The primary focus of this study was to examine the influence of the TSK stromal microenvironment on tumor growth. Although direct therapeutic or diagnostic implications are beyond the scope of this work, our findings underscore the role of stromal alterations in modulating tumor invasiveness, providing a foundation to explore translational applications.
Future studies could extend these findings to other epithelial cancers, as scleroderma patients are predisposed to a broad range of tumor types. Additionally, it will be important to investigate how the TSK stromal background influences the growth and progression of non-epithelial malignancies, including sarcomas and hematologic (liquid) tumors. Such studies could further elucidate the generalizability of stromal effects on tumor biology and provide insight into disease-specific vulnerabilities across cancer types.

5. Conclusions

Our research unveils the TSK mouse as a valuable model for studying the intricate connections between systemic sclerosis and cancer.
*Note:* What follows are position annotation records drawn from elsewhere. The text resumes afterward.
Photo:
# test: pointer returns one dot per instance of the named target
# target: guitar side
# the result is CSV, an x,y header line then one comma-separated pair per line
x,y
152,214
The identified molecular and cellular changes in the TSK microenvironment provide a foundation for future investigations, aiming to unravel the mechanisms underlying enhanced tumorigenicity in this model. Ultimately, these insights hold the potential for developing innovative therapeutic strategies targeting key players in the systemic sclerosis–cancer axis.

Supplementary Materials

The following supporting information can be downloaded at https://www.mdpi.com/article/10.3390/cancers17182943/s1: Figure S1: Differentially expressed genes in keratinocytes from dorsal skins of WT and TSK mice. Figure S2: Quantification of tumor invasiveness. Figure S3: Expression of canonical cell type markers in subcutaneous melanoma B16F10 tumors analyzed by single-cell RNA sequencing. Figure S4: Fibrillin expression in human ovarian cancer. Figure S5: Gene signature enriched in the skin of TSK mice is associated with the mesenchymal (c1) molecular subtype of ovarian cancer. Figure S6: Gene signature enriched in the skin of TSK mice is associated with ovarian cancer invasion, metastasis, and suboptimal surgical debulking. Figure S7: Quantification of tumor invasiveness. Figure S8: Ovarian tumors from WT mice are enriched for T cells and NK cells, while ovarian tumors from TSK mice are enriched for neutrophils. Figure S9: Immunohistochemical detection of T cells (CD3 antibody), NK cells (NKR-P1 antibody), and neutrophils (LCN2 antibody). Figure S10: Upregulation of Pf4 and Retnla expression in myeloid cells in melanoma and breast tumors in TSK mice. Table S1: Differentially expressed genes in TSK and WT dorsal skin, bulk RNA-seq. Table S2: Differentially expressed genes in TSK and WT dorsal skin, single-cell RNA seq. Table S3. Associated to Figure 6g. Absolute number of positive cells for CD3, NKR, and LCN2.

Author Contributions

Conceptualization, S.O., B.T.-H., and M.S.R.; methodology, B.T.-H. and M.S.R.; software, M.S.R.; validation, B.T.-H. and M.S.R.; formal analysis, S.O., B.T.-H., and M.S.R.; investigation, S.O., B.T.-H., and M.S.R.; resources, S.O., A.C.R., and B.Y.K.; data curation, B.T.-H. and M.S.R., writing—original draft preparation, S.O.; writing—review and editing, S.O., M.S.R., B.T.-H., A.C.R., and B.Y.K.; visualization, S.O., B.T.-H., and M.S.R.; supervision, S.O., A.C.R., and B.Y.K.; project administration, S.O., A.C.R., and B.Y.K.; funding acquisition, S.O., A.C.R., and B.Y.K. All authors have read and agreed to the published version of the manuscript.

Funding

SO is supported by Department of Veterans Administration Merit Award BX006020, the Office of the Assistant Secretary of Defense for Health Affairs through Ovarian Cancer Research Program Awards No. W81XWH2210631 and HT94252410193, and the Sandy Rollman Ovarian Cancer Foundation. ACR is supported by the Office of the Assistant Secretary of Defense for Health Affairs through Ovarian Cancer Research Program Award No. W81XWH2210354, National Institutes of Health grant R21CA245667, and National Science Foundation Brite Fellow Award CMMI-2135747. BYK is supported by the Nancy Marks Endowment in Women’s Health Research.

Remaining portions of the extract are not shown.